The trial aimed to reduce traffic, cut carbon emissions, improve air quality and encourage more cycling and walking. It was developed in consultation with residents and business groups in Covent Garden.

It includes a number of changes to the direction of traffic on streets as well as access restrictions, including the closure of Covent Garden Piazza to all vehicles, except for deliveries, and specific pedestrian and cycle zones.

More than three quarters of survey respondents thought the scheme made walking easier and safer, and believe air quality would be improved in the area.

Seventy-five per cent thought it would be more pleasant to spend time in Covent Garden if the scheme should become permanent.

After 11 months of the trial, the Experiemental Traffic Order period is coming to an end.

The two councils are asking the public if the trial should become permanent. Visitors, residents and businesses can give feedback until December 16.

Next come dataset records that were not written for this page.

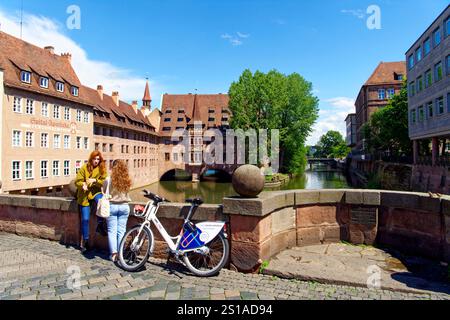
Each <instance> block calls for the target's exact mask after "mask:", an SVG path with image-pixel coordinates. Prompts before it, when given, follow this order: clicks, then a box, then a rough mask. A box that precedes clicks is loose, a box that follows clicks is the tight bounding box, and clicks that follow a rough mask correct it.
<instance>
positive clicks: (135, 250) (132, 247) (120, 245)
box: [119, 226, 154, 272]
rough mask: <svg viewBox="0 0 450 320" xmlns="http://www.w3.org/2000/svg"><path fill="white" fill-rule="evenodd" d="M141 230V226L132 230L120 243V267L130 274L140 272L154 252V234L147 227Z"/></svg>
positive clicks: (126, 234)
mask: <svg viewBox="0 0 450 320" xmlns="http://www.w3.org/2000/svg"><path fill="white" fill-rule="evenodd" d="M140 230H141V226H136V227H134V228H132V229H131V230H130V231H128V232H127V233H126V234H125V236H124V237H123V239H122V242H121V243H120V248H119V261H120V266H121V267H122V268H123V269H124V270H126V271H128V272H134V271H138V270H140V269H141V268H142V267H143V266H144V265H145V263H146V262H147V261H148V259H149V258H150V254H151V253H152V252H153V244H154V238H153V232H152V231H151V230H150V229H149V228H147V227H144V228H143V229H142V231H140Z"/></svg>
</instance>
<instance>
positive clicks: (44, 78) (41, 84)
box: [39, 77, 48, 89]
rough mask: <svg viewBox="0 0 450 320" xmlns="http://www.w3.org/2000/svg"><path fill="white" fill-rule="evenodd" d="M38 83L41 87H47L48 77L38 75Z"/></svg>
mask: <svg viewBox="0 0 450 320" xmlns="http://www.w3.org/2000/svg"><path fill="white" fill-rule="evenodd" d="M39 85H40V86H41V88H46V89H47V88H48V78H46V77H40V78H39Z"/></svg>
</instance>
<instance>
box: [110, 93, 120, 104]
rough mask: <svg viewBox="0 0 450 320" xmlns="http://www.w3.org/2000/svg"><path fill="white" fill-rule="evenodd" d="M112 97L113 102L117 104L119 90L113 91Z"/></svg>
mask: <svg viewBox="0 0 450 320" xmlns="http://www.w3.org/2000/svg"><path fill="white" fill-rule="evenodd" d="M112 98H113V101H114V104H115V105H116V106H119V92H117V91H114V92H113V94H112Z"/></svg>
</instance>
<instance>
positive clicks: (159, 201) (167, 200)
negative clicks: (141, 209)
mask: <svg viewBox="0 0 450 320" xmlns="http://www.w3.org/2000/svg"><path fill="white" fill-rule="evenodd" d="M144 197H146V198H148V199H150V200H153V201H154V202H155V203H161V202H170V201H168V200H167V199H164V198H162V197H160V196H158V195H156V194H154V193H151V192H148V191H147V190H144Z"/></svg>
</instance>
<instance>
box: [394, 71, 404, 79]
mask: <svg viewBox="0 0 450 320" xmlns="http://www.w3.org/2000/svg"><path fill="white" fill-rule="evenodd" d="M394 80H397V81H403V75H402V74H401V73H394Z"/></svg>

Councillor Paul Dimoldenberg, Cabinet Member for City Management and Air Quality said: “We want people to enjoy everything Covent Garden has to offer and we believe this proposed scheme will help reduce traffic, improve air quality, promote active travel by cycling and walking, enhance the public realm and improve safety in the area, which sees huge footfall numbers every day.

“We want to encourage everyone to give their feedback on this scheme so together we can create a more pleasant environment and a fairer Westminster that everyone can enjoy.”

Councillor Adam Harrison, Cabinet member for a Sustainable Camden at the London Borough of Camden said: “In Seven Dials, and across the iconic Covent Garden, we have been testing a series of changes since last year in response to the challenges that you have been telling us about. These include reducing the number of motor vehicles that use the area as a ‘rat run’, therefore improving Covent Garden for pedestrians and cyclists.

“In Camden, we have now also built on this trial with an aim of improving the Seven Dials area even more and would like you to have your say and share your views on a series of suggested improvements at the corner of Monmouth Street and Tower Street, including a cycle route, new paving, trees, seating and planting.”